Il poeta è colui che, a prescindere dall’età anagrafica, sa mantenere intatta dentro di sé la capacità di osservare e cantare l’esistenza con ingenuità e stupore pari a quelle di un fanciullo, di scoprire in tutte le cose il loro sorriso e la loro lacrima nominandole come l’Adamo primitivo. Il suo rapporto visionario con il mondo gli consente di piangere e di ridere di quel che sfugge alla ragione e soprattutto ai sensi comuni; di varcare la soglia di ogni visione apparente e integrarsi a sua volta nella natura esteriore.
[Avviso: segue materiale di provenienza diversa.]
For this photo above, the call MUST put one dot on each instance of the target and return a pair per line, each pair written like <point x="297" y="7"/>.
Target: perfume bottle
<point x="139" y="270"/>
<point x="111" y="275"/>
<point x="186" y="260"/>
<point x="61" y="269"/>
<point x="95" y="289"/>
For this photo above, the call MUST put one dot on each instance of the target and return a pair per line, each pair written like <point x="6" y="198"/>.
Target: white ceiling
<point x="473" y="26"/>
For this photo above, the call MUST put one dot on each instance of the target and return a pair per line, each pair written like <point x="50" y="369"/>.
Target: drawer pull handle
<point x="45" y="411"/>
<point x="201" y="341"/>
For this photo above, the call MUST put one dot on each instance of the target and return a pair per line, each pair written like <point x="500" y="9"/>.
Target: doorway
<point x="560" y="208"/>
La sua indole candida rende tollerabile l’alternarsi di felicità e sventura, temperando il gusto ora amaro ora dolce di ciascuna circostanza fino a renderle tutte e comunque soavi alla mente. Tale disposizione d’animo accarezza e consola il tragitto umano, si nutre di accenti puri e sensibili, al di là dei pudori, dei timori e delle convenzioni dell’età adulta. E la poesia che ne deriva non scaturisce da alcuna forma di abilità retorica o dalla padronanza culturale, non ha requisiti civili né intenti patriottici, non è animata da propositi educativi. Trova invece fondamento in un’idea mistica della poesia, ossia tale da indurci a ritornare ad un ingenuo osservare e sentire, ad uno stadio anteriore alla responsabilità, in definitiva eclisse della personalità storica del poeta in favore di una poetica cosmica ma particolaristica al tempo stesso. Difficile non cogliere l’assonanza con Rimbaud secondo il quale il quale il poeta è un veggente, pur nella diversa forma delle rispettive declinazioni espressive…

Il presente testo di Giovanni Pascoli, pubblicato per la prima volta nel 1897 e contenuto all’interno del suo ultimo libro Giovanni Pascoli: Pensieri e discorsi, Bologna del 1907, viene ora riproposto al lettore da Feltrinelli con un penetrante saggio introduttivo di Giorgio Agamben. Articolato in 20 brevi capitoli, esso esalta la purezza dell’animo fanciullesco quale ripristino di una condizione naturale propedeutica all’arte poetica e la esorta a palpitare all’unisono con quella dell’uomo dell’adulto. Tale dichiarazione consente di collocare la concezione poetica del Pascoli lungo il versante piccolo-borghese della cultura di fine Ottocento. Là dove gli effetti della crisi sociale, contestuale a quella dei grandi ideali romantici e del razionalismo positivistico, evocano zone dell’animo umano nascoste e altrimenti inconoscibili, e consentono l’emersione di una poesia composta da sensazioni e da allusioni sottratte a ogni controllo della ragione, della verosimiglianza, della chiarezza ed evidenza, libera nella sua funzione di rivelatrice assoluta dell’aldilà delle cose apparenti. Le argomentazioni espresse dal Pascoli nelle pagine del libro legano la concezione poetica del Pascoli alla corrente del decadentismo in maniera del tutto evidente. Soprattutto quando le caratteristiche peculiari del fanciullino precedentemente esposte, nei capitoli successivi trovano adeguata rispondenza nella figura del poeta. Queste pagine sono le più intense di un testo colto e sommesso, talvolta trattenuto dal pudore di suscitare coinvolgimento, concepito per una lettura lenta e meditativa. Perché non solo ci restituisce il nucleo poetico del Pascoli, ma anche un bruciante desiderio di riconversione intima.